St. Louis has a check ticket system on their light rail system like LA does. I realize it is fast, but I always found it creepy and vaguely “Papers please!”
I believe all of the North American light rail systems—though not the surviving streetcar systems such as Boston, New Orleans, and San Francisco—use “self-service” fare collection with roving inspectors.
Portland tried it on buses for a while but it didn’t work out. LA also tried it on heavy-rail Metro trains but has since installed barrier turnstiles.
If you pooped in the water tank of the toilet in the top floor of a Megabus, that’d be an upper decker-upper decker.
Lucky for us, there is only a toilet on the lower floor.
Didn’t work out how?
From Wagner, Daniel W, Wesley Harper, and Oliver Schueftan. Self-service Fare Collection on Buses in Portland, Ore. U.S. Dept. of Transportation, Urban Mass Transportation Administration, 1986. NTIS Report Number: PB87-146726
Problems encountered with SSFC on buses in Portland included increased fare evasion, high enforcement costs, no productivity improvements, low surcharge/fine collections, overburdened courts, and increased vandalism.

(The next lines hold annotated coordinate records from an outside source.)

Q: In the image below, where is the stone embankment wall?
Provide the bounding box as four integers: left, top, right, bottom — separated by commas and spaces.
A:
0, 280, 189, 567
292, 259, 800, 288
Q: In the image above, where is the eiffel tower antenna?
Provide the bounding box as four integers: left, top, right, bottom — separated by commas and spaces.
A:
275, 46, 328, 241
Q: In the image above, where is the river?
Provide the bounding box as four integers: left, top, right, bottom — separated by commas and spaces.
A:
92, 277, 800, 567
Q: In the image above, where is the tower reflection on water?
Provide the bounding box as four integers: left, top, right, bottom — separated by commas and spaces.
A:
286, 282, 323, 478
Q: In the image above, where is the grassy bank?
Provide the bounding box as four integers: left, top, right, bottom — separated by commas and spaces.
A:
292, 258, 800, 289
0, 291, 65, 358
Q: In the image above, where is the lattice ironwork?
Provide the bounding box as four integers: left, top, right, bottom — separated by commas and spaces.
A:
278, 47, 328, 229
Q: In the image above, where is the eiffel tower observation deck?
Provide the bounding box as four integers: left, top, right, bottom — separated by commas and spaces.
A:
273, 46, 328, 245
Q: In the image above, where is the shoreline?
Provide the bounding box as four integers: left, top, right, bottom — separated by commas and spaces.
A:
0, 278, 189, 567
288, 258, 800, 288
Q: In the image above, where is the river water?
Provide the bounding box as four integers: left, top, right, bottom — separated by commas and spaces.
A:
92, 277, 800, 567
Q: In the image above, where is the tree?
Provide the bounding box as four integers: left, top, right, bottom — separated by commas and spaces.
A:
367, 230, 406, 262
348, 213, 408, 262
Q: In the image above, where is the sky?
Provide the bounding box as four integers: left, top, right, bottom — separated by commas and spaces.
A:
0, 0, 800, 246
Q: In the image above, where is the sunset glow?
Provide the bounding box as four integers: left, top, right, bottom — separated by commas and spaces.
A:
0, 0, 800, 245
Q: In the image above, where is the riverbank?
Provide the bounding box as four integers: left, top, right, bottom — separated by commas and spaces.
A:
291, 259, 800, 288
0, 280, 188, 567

Metrolink and Coaster commuter trains in the L.A. and San Diego areas all use double decked Bombardier coaches, IIRC.
I doubt if double decked buses could work in L.A, because there are too many low freeway underpasses.
I think freeway underpasses is probably the main answer in the United States. All the big cities I’m familiar with are full of them.
Don’t electric lines running across streets cause problems? Or does the city rewire when they plan to use double decker buses?
That’s why we can’t have nice things.
Isn’t it because of the difficulty in finding drivers for the top?
Well, if you’re going to Kansas City on August 22 or coming back to Chicago on August 25, you won’t be going for $1.
I just got the round trip for 1 each way plus .50 handling.
$2.50 for over 1,000 miles of travel.